As part of collaborative efforts with the Ohio Department of Transportation, Ohio State Highway Patrol, the Gallia County Sheriff’s Office, Gallia County EMS, McCoy-Moore Funeral Home, Graham’s Towing and District 2 Guyan Township Volunteer Fire Department, first responders and students took part in a dramatization.
South Gallia senior Carrie Watson and junior Joey Woodall drove a vehicle passed the form of senior Mikayla Poling outside of a smashed vehicle in South Gallia High School’s parking lot. Poling simulated the ejected and injured form of a student flung from a vehicle after it had collided with another. A dummy remained half over the dash of a shattered windshield to simulate her driving companion. The vehicle itself was one taken from the site of a previous car collision.
Trooper Marvin Pullins, of OSHP, narrated and discussed statistics with students as Woodall and Watson went through the portrayed shock of discovering the injured Poling before mock calling 911. Police arrived to investigate the scene as part of the simulation along with a firetruck, rescue vehicle and ambulance. Students watched as Poling was taken through the steps of collision retrieval and placed in an ambulance with Woodall and Watson watching from the bumper of the firetruck. Rescue workers then displayed how the “jaws of life” worked to extricate Poling’s “dead” dummy companion from the vehicle by cutting off the broken car’s door. After the dummy was removed, McCoy-Moore Funeral Home workers took it away on a gurney.
Trooper Pullins then displayed the distance a car could travel at specific speeds in a second’s time while a student was potentially not paying attention due to texting with a phone or because of impaired reaction times resulting from drinking.
“It’s important that students understand how far they actually travel at speeds,” said Pullins. “Sometimes they feel like they have all day (to stop).
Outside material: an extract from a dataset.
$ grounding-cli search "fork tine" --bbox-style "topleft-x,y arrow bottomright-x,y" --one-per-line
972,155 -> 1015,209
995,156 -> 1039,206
The time display shows them how far their vehicle actually travels and how far you do go. (Students should) factor in the fact you could have an oncoming vehicle coming at the same speed and that effectively cuts the (time it takes to react to stop in an emergency) in half.”
“I think the most valuable things the kids can get out of this is a heightened awareness to safety,” said South Gallia High School Principal Bray Shamblin. “A lot of times I think that students might not see the true value in paying attention to the road instead of looking at a phone. Some just consider a phone an extension of their arm, and in a sense it is, but when you are driving its taking away from what you should be doing and that’s paying attention to the road.”
School Resource Officer Scott Lear said he felt the students reacted positively to the exercise and hoped they all make responsible choices over the coming prom weekend. He said the after prom committee “really pushed” having the mock crash scenario.
“Carrie arranged all this so we could get a firsthand account of distractions on the road,” said mock student victim Poling. “Because in our high school when you start getting into sophomore year you start driving. Juniors and seniors go to prom and a lot of them think its cool to go afterwards and drink and drive. Some people text and drive all the time. So we thought it was a good idea to do a mock scene so (fellow students) can see what can happen. Using us as fellow classmates and putting us on the scene, we hope that opened their eyes to see that it could really be there friends that (collisions) happen to. It can be people that you love (that drink or text and drive) and see that (collisions) can effect their entire lives.”